Después de casi un año, el cine ha vuelto a ser lo que siempre fue: el máximo encuentro entre el espectador y las imágenes de ensueño que se proyectan en una pantalla. Así ambos se complementan en una e indisoluble realidad…
Por José Blanco Jiménez
(JOBLAR)
Miembro del Círculo de Críticos de Arte de Chile
No puedo ocultar mi emoción de haber podido cruzar el amplio foyer del Cinemark Alto Las Condes, transitar por los pasillos alfombrados y llegar hasta la Sala XD en la que, por tantos años, los críticos cinematográficos hemos podido ver las exhibiciones privadas de las películas.
Además de su tradicional limpieza, se palpaba una atmósfera pulcra y aséptica; mi amplia butaca resentía aún de la reciente humedad del rocío desinfectante. El resto era todo igual: las luces indirectas, el aire limpio que circulaba y la pantalla gigantesca que enfatiza la verticalidad de las tomas en contrapicado.
Antes de ingresar a la sala, me detuvieron colegas de dos canales de televisión y me hicieron preguntas obvias a las que di respuestas obvias: el reinicio de las exhibiciones me parecía excelente y no estaba de acuerdo con el consumo de cabritas, porque no creo que sea un recinto al que se va a comer. Lo que no dije (y aprovecho para decirlo ahora) es que, en cambio, el consumo de sándwiches o de platos de comida da la impresión de estar en la business class de un Jumbo Jet.
Lo que sí aproveché de decir es que ver películas en una sala de cine me trae recuerdos inolvidables de situaciones que el Nuovo Cinema Paradiso (de Giuseppe Tornatore, 1988) y Cinema Splendor (de Ettore Scola, 1989) han inmortalizado para siempre.
CINES DE ANTAÑO
Mi infancia transcurrió en Castro (Cine Rex) y en Concepción (Cines Central, Windsor, Astor, Ducal, Lux, Rex, Cervantes, Regina, Prat y Universidad de Concepción).
En Santiago, mi cine de barrio era el Avenida Matta y —en ese rotativo— disfrutaba no sólo de las tres películas, sino también de las intervenciones del público que aplaudía ante la llegada del “jovencito”, abucheaba “al malo” y/o lanzaba piropos a las actrices. Era tal el embrujo que los espectadores creían que podían cambiar el curso del relato interviniendo con sus gritos, advertir el peligro o impulsar a las imágenes cinematográficas a llevar a efecto lo que querían que hicieran. A lo que hay que agregar que, de vez en cuando, alguno de la galería interrumpía el chorro de luz para con la sombra de su mano “agarrar” el trasero de una exuberante figura femenina.
LA MAGIA DEL CINE
Una anécdota muy personal. Mi madre, que en paz descanse y a quien acompañaba al cine, contó una vez que —cuando era niña— al ver los viernes santos la Vida, pasión y muerte de Nuestro Señor Jesucristo, tenía la esperanza de que lo iban a salvar.

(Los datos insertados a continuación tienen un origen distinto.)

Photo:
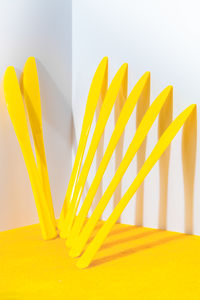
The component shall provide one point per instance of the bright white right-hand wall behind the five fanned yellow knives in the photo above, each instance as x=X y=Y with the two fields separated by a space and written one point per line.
x=158 y=36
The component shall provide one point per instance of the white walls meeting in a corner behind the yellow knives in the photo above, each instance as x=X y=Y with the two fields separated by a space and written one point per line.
x=162 y=37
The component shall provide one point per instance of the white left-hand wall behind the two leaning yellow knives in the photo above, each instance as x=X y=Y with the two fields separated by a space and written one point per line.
x=40 y=28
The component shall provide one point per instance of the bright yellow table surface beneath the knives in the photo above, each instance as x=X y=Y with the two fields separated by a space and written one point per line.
x=134 y=263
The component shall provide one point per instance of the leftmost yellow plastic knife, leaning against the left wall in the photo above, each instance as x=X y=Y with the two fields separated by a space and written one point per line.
x=16 y=111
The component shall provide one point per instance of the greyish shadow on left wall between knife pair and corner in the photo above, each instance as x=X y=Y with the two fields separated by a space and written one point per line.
x=57 y=115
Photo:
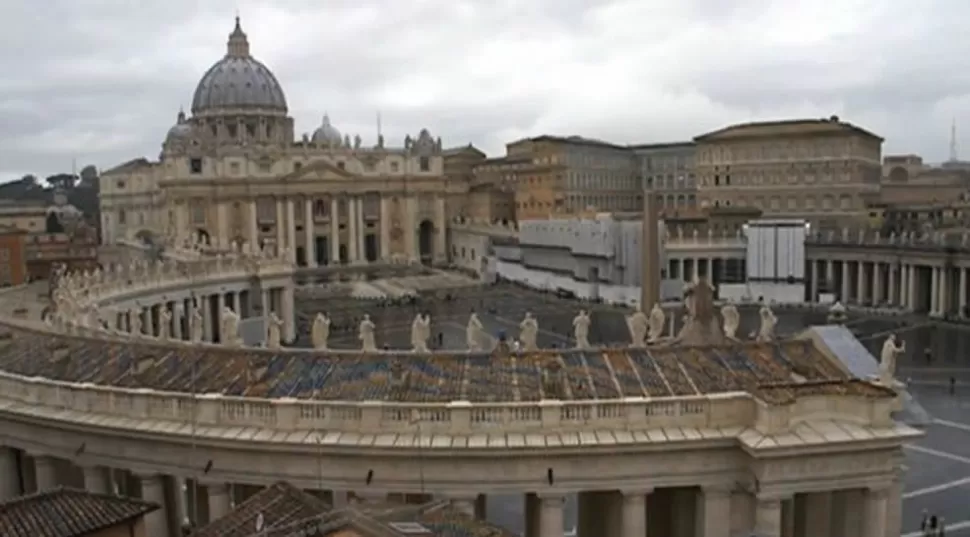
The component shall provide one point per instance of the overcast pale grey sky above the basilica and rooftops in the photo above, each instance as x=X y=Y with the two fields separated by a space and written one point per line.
x=102 y=80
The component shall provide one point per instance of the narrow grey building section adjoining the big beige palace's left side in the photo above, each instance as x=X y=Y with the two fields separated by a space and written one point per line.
x=668 y=170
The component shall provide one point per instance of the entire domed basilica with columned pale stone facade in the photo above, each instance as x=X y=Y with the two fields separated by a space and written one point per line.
x=233 y=172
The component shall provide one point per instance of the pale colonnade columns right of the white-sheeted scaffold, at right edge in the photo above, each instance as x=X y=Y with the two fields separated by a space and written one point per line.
x=901 y=284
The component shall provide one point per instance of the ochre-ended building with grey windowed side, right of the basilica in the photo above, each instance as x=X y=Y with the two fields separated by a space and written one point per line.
x=572 y=174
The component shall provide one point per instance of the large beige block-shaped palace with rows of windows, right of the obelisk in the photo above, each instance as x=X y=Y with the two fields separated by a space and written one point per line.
x=824 y=170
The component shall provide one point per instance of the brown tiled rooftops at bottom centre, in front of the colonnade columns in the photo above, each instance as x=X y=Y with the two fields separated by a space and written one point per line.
x=280 y=511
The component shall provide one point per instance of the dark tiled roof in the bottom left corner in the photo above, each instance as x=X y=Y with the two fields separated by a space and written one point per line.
x=64 y=512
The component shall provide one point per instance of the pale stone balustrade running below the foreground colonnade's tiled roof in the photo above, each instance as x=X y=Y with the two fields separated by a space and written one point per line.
x=729 y=410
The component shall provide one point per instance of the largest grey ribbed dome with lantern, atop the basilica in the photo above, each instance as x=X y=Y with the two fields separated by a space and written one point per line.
x=238 y=81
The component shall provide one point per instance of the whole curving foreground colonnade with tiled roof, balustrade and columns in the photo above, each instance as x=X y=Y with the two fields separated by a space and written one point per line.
x=671 y=436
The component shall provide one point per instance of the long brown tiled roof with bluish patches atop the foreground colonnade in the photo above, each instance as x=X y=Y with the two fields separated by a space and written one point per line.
x=776 y=372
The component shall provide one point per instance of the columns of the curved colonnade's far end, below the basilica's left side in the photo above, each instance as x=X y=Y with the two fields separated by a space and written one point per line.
x=279 y=300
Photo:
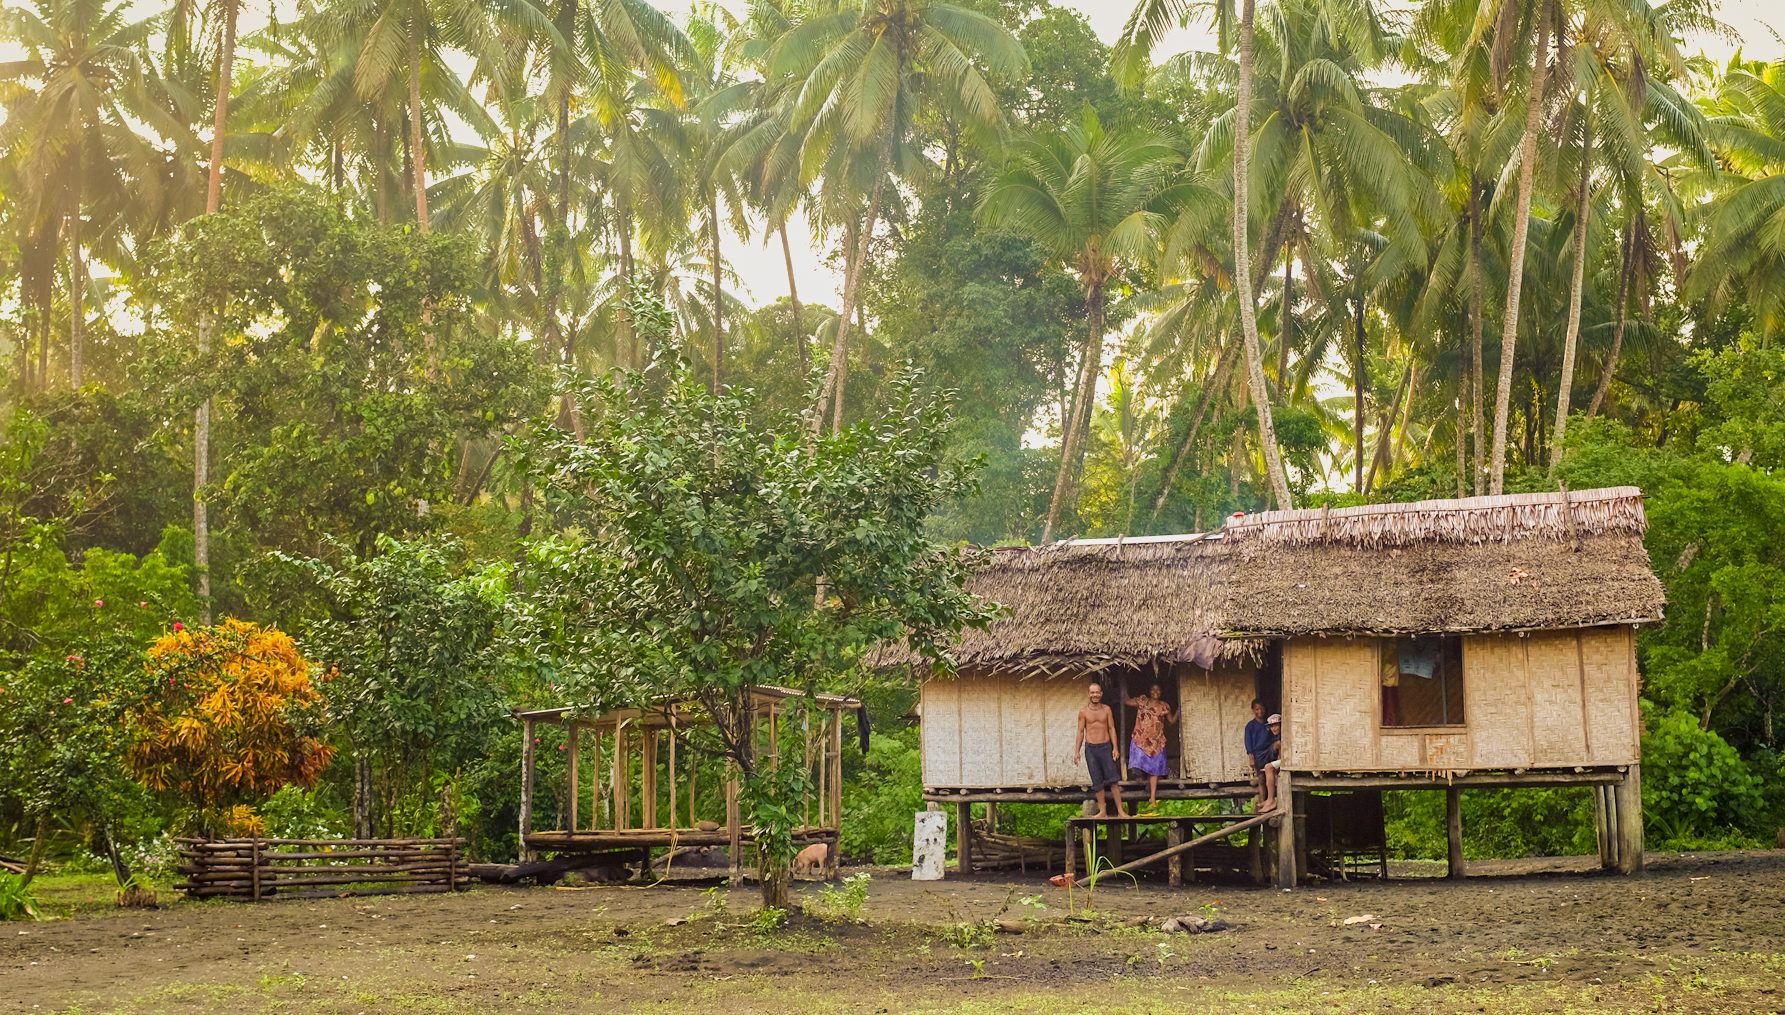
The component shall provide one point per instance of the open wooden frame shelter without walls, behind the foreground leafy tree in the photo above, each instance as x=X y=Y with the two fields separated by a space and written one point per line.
x=643 y=788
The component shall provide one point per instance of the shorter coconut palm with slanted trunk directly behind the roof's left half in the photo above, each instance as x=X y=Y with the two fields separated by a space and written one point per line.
x=1093 y=201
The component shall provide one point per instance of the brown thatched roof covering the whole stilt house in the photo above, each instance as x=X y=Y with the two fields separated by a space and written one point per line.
x=1477 y=565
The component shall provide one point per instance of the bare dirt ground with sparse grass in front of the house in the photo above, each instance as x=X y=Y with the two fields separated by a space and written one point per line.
x=1695 y=934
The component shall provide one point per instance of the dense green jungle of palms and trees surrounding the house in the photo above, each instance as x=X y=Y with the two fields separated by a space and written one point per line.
x=356 y=359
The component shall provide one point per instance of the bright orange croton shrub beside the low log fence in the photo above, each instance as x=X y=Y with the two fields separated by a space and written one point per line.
x=229 y=718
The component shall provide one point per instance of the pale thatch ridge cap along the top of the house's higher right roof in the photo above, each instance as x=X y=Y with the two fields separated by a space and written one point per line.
x=1572 y=516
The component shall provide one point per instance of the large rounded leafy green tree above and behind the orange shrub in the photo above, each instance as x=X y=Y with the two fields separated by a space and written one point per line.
x=351 y=370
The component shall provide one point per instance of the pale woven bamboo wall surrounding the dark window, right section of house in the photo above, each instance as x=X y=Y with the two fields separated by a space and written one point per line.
x=1538 y=700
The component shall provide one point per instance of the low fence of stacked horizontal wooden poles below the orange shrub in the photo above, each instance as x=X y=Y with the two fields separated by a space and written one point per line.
x=317 y=868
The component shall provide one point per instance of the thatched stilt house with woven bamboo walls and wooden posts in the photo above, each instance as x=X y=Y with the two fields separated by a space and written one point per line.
x=1438 y=645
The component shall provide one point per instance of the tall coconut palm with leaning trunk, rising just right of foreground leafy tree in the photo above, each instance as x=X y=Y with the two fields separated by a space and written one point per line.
x=863 y=72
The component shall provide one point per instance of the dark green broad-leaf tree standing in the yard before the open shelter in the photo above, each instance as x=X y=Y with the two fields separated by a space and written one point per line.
x=706 y=554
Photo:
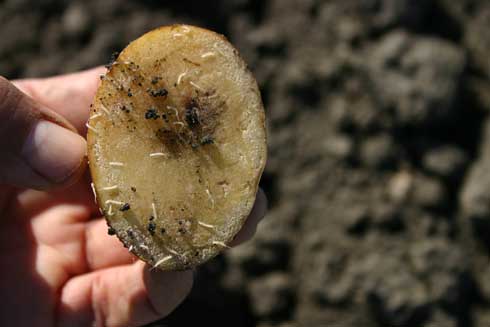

Hoy en día el público está más pacato y sólo ríe o llora según cuánto la película llegue a conmoverlo.
Sin embargo, hace algún tiempo fui invitado a ver la restauración de El húsar de la muerte, junto a un público seleccionado. Y, en el momento que apareció Pedro Sienna, los espectadores aplaudieron. Reconozco que me emocionó.
¡Bienvenidas salas de cine para que el cine sea cine auténtico!